The Corrosion of Chloride

The crude oil extracted from the well is typically containing inorganic salts, and most of them are chloride. And the main components are Nacl, Mgcl2 and Cacl2. These salts are hydrolyzed into HCL during the process of refining the crude oil at the refinery and they will corrode the equipment. The hydrolysis of HCI and water near dew point temperature will cause serious corrosion and damage to the refinery equipment. The sodium salts usually do not hydrolyze under distillation, but when the crude oil in the presence of naphthenic acid and some metal elements, it could be hydrolyzed into HCI above 300 ℃. Sometimes the actual precipitation of crude oil exceeds the HCl produced by the hydrolysis of all inorganic salts, which is caused by the hydrolysis of the oil in the process of extraction. Because paraffin waxes contain about 20% of chlorinated alkanes, they can be hydrolyzed to HCI at temperatures above 100 DEG C when water is present.

Crude oil processing is the method of using water injection to dissolve the salts in it.

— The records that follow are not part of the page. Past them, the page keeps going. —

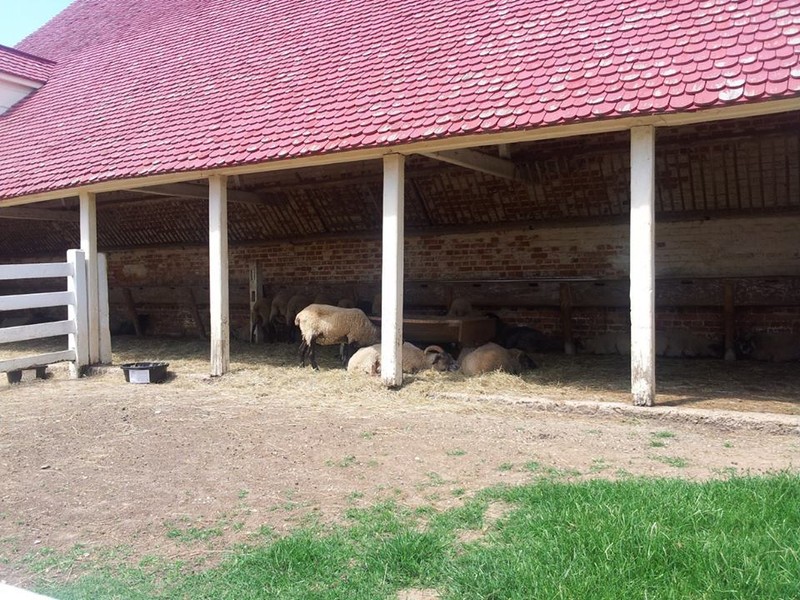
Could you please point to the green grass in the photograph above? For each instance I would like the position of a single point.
(638, 538)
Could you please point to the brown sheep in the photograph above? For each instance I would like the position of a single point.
(328, 325)
(368, 360)
(492, 357)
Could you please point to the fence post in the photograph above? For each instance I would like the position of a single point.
(105, 329)
(77, 311)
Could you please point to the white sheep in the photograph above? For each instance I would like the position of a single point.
(368, 360)
(327, 325)
(493, 357)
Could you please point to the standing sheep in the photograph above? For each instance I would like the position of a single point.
(368, 360)
(491, 357)
(293, 306)
(327, 325)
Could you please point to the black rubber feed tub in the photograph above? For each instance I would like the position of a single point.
(145, 372)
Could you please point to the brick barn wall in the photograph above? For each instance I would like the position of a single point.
(720, 248)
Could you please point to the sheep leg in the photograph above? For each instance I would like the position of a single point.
(311, 358)
(347, 351)
(303, 353)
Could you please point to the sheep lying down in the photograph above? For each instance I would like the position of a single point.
(368, 360)
(493, 357)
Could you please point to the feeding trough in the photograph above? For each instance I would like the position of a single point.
(145, 372)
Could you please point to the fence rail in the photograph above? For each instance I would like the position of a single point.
(75, 327)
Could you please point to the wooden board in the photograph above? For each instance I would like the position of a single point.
(468, 331)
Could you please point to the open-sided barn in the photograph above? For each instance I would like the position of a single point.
(592, 168)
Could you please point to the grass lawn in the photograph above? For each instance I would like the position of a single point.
(633, 538)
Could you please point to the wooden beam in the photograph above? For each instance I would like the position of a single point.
(256, 295)
(642, 266)
(736, 111)
(478, 161)
(729, 317)
(392, 271)
(130, 308)
(40, 214)
(88, 220)
(199, 192)
(565, 303)
(218, 274)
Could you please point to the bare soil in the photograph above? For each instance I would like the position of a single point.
(183, 469)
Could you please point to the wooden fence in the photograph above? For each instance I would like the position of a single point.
(76, 325)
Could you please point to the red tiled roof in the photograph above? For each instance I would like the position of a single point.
(213, 83)
(24, 65)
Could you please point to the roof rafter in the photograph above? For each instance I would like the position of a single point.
(200, 192)
(478, 161)
(39, 214)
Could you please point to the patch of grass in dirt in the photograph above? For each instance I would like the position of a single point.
(734, 538)
(672, 461)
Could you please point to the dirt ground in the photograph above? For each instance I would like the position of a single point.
(183, 469)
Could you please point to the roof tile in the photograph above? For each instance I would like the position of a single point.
(144, 88)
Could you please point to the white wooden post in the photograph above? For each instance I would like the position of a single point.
(218, 274)
(256, 294)
(88, 218)
(105, 329)
(392, 272)
(642, 267)
(77, 311)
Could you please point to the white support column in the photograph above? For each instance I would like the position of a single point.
(77, 312)
(642, 267)
(218, 274)
(105, 329)
(88, 218)
(392, 275)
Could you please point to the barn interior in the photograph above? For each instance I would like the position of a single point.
(544, 245)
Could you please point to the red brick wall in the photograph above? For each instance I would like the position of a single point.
(727, 247)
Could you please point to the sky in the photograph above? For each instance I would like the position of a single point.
(18, 18)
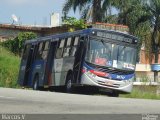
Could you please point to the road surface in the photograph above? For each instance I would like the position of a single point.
(44, 102)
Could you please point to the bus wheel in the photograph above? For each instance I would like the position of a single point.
(35, 83)
(68, 85)
(115, 94)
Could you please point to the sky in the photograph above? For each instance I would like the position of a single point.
(31, 12)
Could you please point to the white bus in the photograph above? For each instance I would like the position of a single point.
(91, 57)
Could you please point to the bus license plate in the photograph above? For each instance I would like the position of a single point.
(109, 83)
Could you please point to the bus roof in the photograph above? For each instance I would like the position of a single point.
(79, 32)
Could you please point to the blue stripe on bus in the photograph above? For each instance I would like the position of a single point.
(112, 76)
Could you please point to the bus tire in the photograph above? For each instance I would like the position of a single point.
(68, 85)
(36, 83)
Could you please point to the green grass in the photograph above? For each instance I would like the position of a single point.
(9, 67)
(143, 92)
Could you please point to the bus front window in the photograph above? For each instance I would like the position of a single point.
(111, 55)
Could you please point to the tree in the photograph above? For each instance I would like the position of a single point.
(74, 23)
(95, 10)
(17, 44)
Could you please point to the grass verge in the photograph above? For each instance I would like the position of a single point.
(143, 92)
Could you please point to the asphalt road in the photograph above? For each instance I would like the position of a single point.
(43, 102)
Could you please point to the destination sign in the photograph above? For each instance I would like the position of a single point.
(114, 37)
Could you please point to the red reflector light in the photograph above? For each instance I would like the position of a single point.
(98, 73)
(83, 70)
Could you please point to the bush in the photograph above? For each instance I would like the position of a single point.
(9, 67)
(17, 44)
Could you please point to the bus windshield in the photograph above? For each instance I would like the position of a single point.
(113, 55)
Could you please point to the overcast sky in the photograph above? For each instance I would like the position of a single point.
(31, 11)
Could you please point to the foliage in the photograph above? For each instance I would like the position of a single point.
(9, 67)
(17, 44)
(74, 23)
(91, 10)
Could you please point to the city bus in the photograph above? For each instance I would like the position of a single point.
(90, 57)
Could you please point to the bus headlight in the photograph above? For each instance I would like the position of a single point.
(127, 81)
(90, 74)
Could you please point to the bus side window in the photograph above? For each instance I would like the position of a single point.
(67, 48)
(45, 50)
(41, 47)
(60, 49)
(26, 52)
(75, 43)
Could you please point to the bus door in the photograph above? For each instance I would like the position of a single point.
(49, 74)
(26, 63)
(78, 63)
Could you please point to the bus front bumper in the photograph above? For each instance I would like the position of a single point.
(93, 80)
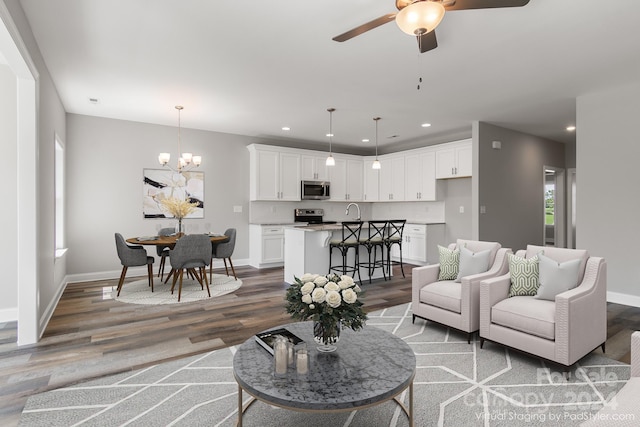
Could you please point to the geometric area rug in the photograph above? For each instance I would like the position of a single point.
(456, 384)
(139, 292)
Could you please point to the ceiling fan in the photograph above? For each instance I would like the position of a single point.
(421, 17)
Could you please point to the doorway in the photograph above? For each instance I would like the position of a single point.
(16, 57)
(554, 207)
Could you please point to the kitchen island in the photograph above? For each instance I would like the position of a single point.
(307, 251)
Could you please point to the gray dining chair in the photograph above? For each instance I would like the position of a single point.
(224, 251)
(192, 253)
(132, 256)
(163, 251)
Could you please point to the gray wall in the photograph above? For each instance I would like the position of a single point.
(457, 193)
(105, 162)
(608, 151)
(511, 183)
(9, 193)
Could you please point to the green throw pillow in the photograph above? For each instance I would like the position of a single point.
(449, 263)
(524, 275)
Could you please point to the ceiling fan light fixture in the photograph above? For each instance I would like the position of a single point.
(420, 17)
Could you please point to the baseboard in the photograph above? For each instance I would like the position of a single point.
(624, 299)
(9, 315)
(137, 271)
(46, 316)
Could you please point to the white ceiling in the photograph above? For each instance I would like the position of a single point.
(251, 67)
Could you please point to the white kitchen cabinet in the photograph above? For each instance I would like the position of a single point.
(371, 181)
(267, 245)
(454, 160)
(346, 179)
(274, 175)
(420, 176)
(314, 168)
(391, 178)
(420, 243)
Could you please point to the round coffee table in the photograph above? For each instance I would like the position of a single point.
(371, 366)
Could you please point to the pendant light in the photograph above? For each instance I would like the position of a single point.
(330, 160)
(376, 162)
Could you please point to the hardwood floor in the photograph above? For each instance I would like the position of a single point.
(91, 335)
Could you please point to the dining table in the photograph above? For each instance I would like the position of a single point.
(170, 241)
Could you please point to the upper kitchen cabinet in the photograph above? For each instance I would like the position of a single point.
(454, 159)
(314, 168)
(371, 181)
(391, 178)
(274, 174)
(346, 179)
(420, 175)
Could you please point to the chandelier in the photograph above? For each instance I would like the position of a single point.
(186, 161)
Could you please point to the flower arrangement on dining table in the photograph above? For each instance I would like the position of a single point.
(179, 208)
(330, 300)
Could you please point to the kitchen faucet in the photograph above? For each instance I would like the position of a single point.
(357, 207)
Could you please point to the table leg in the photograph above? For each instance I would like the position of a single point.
(411, 404)
(239, 423)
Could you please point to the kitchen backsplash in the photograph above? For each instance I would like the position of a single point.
(282, 212)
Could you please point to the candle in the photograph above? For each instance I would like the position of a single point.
(302, 361)
(290, 353)
(280, 357)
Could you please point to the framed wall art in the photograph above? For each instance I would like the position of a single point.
(159, 184)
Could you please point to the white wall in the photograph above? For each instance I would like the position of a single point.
(608, 202)
(9, 193)
(37, 99)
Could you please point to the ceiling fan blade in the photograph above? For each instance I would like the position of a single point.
(365, 27)
(427, 41)
(483, 4)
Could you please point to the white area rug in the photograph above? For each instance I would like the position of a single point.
(139, 292)
(456, 384)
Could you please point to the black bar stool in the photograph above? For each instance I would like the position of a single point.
(350, 240)
(375, 241)
(394, 237)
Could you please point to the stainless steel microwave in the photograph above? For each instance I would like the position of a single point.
(315, 190)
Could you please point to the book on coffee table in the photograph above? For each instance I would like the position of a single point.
(267, 338)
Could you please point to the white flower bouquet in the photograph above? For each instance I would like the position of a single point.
(330, 300)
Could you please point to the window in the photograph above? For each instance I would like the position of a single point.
(59, 194)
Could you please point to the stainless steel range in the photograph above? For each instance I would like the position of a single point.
(311, 216)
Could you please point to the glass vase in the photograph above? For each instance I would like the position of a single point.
(326, 335)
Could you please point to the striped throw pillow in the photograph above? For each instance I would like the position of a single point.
(524, 275)
(449, 263)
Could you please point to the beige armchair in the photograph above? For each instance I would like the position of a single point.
(450, 302)
(561, 330)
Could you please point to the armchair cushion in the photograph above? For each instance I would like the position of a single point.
(444, 294)
(556, 277)
(472, 262)
(526, 314)
(449, 263)
(524, 275)
(478, 246)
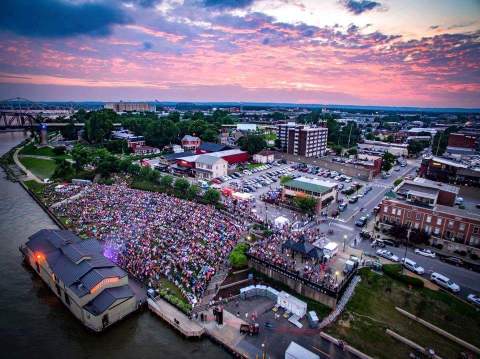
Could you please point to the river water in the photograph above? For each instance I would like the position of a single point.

Then the oil and water can be separated from the electric desalination tank and the salt water will be discharged to achieve the effect of desalting. However, after treatment, they still contain small amounts of NaCI, CaCI2 and other salts. The hydrochloric acid is formed after the solution of saltwater, which is corrosive to the equipment. This kind of corrosion occurs mainly in the gas liquid phase change, so it is called "dew point corrosion". They exist mainly in the constant vacuum distillation unit, the tower top circulation system and corresponding process pipelines and heat transfer equipment. Generally, the corrosion of the gas phase is lighter, the liquid phase is more corrosive, and the gas liquid phase is the most serious.

The corrosion results of various steel corrosion: the carbon steel is uniform corrosion, the 0Cr13 steel is the pitting corrosion, the austenitic stainless steel is the chloride stress corrosion cracking.